Say 50 weeks of work every year, 5 days of work per week, 250 days on a bike in 2009 was pretty possible for Nick, we said. Maybe 300 was realistic. Huh. Well, Nick said, I’d have to go back and see how many days I’ve ridden so far.
Well, I said, how many days have you not ridden to work this year? None.
Over the next few months, I forgot about it. Near the end of 2009, I got busy planning my big goal for 2010, riding a bike across the country. A lot got pushed to the side as I panicked about new bike parts, which tools to take, if I was in shape for it, was my bike going to make it, all that.
Then a few days before Christmas 2009, Nick and I were sitting at St. Mark’s Coffeehouse in Denver again, and one of us brought it up.
As long as I ride to work the next couple days before my vacation starts, Nick said, I’ll have ridden my bike 325 days this year.
Three hundred and twenty-five days? Get the fuck out of here, I said.

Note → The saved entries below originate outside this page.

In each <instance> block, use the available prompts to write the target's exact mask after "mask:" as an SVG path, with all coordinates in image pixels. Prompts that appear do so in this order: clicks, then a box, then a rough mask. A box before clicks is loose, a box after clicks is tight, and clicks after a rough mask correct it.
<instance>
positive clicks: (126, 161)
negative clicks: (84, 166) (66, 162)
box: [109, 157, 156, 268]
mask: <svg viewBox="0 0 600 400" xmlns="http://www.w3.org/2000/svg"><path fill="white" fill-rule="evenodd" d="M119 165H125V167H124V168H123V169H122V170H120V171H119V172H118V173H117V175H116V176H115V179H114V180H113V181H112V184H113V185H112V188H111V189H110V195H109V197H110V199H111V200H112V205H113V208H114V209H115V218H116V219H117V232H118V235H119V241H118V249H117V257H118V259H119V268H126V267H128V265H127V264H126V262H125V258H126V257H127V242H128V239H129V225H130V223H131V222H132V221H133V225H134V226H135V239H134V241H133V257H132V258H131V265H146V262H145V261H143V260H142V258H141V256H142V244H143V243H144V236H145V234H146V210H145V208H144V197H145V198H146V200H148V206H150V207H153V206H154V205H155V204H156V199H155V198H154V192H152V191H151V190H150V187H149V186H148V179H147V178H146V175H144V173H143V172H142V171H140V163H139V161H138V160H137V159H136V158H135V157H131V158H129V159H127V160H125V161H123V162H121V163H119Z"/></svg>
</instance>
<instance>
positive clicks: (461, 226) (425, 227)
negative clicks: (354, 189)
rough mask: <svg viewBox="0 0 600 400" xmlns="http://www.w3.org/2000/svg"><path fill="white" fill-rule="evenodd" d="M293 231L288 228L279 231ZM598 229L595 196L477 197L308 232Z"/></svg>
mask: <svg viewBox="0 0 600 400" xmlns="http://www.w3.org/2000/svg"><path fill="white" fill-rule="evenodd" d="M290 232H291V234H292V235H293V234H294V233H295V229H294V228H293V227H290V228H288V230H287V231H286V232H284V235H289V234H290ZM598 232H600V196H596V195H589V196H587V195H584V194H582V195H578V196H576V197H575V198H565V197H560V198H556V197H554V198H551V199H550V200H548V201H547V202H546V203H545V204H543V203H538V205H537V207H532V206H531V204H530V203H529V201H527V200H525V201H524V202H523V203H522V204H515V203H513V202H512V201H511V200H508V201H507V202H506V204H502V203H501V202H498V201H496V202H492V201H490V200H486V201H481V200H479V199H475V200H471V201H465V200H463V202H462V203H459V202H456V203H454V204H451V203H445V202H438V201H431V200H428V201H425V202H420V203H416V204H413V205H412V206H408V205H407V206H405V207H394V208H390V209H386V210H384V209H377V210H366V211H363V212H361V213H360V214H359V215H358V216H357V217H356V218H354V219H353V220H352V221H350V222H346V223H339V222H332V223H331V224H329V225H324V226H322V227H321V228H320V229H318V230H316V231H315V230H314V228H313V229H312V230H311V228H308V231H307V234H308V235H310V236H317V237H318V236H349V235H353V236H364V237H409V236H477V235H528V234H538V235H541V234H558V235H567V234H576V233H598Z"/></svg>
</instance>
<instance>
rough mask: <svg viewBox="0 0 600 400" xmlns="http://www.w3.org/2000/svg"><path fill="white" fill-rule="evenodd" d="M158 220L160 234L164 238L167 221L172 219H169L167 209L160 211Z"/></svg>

That’s 325 days of picking up his bike by the top tube, carrying it down the stairs of his second-floor apartment, clipping his helmet strap, and riding. Just because he likes to. He doesn’t look out the window to see if it’s raining or snowing, and then decide to leave his bike at home and drive. He looks out the window to see if it’s raining or snowing, so he knows whether to wear a rain jacket and/or pants he’d be comfortable ripping if he hit some ice and fell down. He hadn’t said anything about it. I imagine he probably just had a wall calendar at home, maybe hanging in his kitchen, and he marked off the days he rode maybe while he was cooking dinner at night. At that rate, he might as well have kept track of the days he drank water, or ate breakfast.
If you rode your bike every single day of the year, no days off, no weekend days off, starting January 1 and stopped riding the week of Thanksgiving, you’d have ridden almost exactly 325 days.Â And Nick basically shrugged like he had just told me what he ate for lunch that day and you know, what else are we going to talk about, anyway, can you believe this weather? Huh.
“Oh, you know what else?” he said. “I went to get my oil changed in my truck just before we went to Canyonlands for Thanksgiving, and it had been exactly a year since I got it changed in 2008. To the day.”
No shit, I said. How many miles did you drive last year, then?
3,300. Minus our annual trip to Canyonlands, which is about 900 miles round-trip, he had only driven 2,400 miles the entire year. The average American drives 13,500 miles per year.
It was a huge year, 325 days of committing to riding a bicycle, committing to doing something healthy for himself and the planet, minimizing impact, maximizing joy, almost 11 complete months of days of riding, making it part of his routine as much as brushing his teeth. If half of America did half, or one-fourth of what Nick did, just imagine.
Or, like Nick would probably say, it was just a guy riding his bike to work. No big deal. You know, he likes his bicycle, so, whatever.